When you hire an attorney to assist with a divorce or other family law matter in Minnesota, you will likely be asked to sign a Retainer Agreement and pay an initial sum of money (the “retainer”) prior to representation. What is this Agreement, and why do you have to pay in advance?
Retainer Agreements vary in length and contents but, at their most basic, they spell out what exactly the attorney (and staff) is and isn’t being hired to do, explain how you will be charged for legal services, and set forth how disputes are handled. The purpose of the Retainer Agreement is to protect both you and the attorney and it affects your legal rights and obligations; You should always read it carefully before signing and ask for an explanation of anything you don’t understand.

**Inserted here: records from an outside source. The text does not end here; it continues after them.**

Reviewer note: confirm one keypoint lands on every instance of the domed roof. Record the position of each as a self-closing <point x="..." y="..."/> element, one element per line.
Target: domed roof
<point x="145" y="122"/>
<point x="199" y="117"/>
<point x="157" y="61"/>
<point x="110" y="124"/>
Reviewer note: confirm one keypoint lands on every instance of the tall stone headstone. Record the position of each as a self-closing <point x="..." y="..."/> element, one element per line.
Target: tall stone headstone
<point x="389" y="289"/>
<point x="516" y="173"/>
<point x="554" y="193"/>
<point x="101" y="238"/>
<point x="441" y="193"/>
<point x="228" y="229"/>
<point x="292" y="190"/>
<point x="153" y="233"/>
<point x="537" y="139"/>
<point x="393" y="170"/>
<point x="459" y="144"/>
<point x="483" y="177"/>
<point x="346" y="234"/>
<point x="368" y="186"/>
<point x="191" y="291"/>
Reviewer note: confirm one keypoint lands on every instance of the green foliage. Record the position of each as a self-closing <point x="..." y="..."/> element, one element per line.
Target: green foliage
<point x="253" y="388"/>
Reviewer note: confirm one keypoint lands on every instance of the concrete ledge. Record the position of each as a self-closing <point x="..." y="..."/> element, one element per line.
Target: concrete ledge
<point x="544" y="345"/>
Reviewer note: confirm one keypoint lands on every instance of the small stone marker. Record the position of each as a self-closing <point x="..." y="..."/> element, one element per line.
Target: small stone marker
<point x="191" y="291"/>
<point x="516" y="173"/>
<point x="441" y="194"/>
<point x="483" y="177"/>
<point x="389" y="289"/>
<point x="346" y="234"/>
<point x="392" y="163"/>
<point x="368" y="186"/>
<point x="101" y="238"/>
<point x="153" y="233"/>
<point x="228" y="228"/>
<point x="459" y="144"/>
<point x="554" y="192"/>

Along with a signed Retainer Agreement, most attorneys ask for payment of an initial “retainer,” which is held in a trust account and serves to pay your bills as they come due. As you deplete the funds in your retainer, you will typically be asked to replace them. Retainers vary substantially depending upon the attorney and the type and complexity of the case; amounts between $5,000 and $10,000 are common, but they can be higher or lower.
In addition to paying legal fees, retainers provide money to cover expenses that must be paid by the attorney, such as court filings costs. Promptly paying and replenishing your retainer ensures that your attorney can continue representing you properly.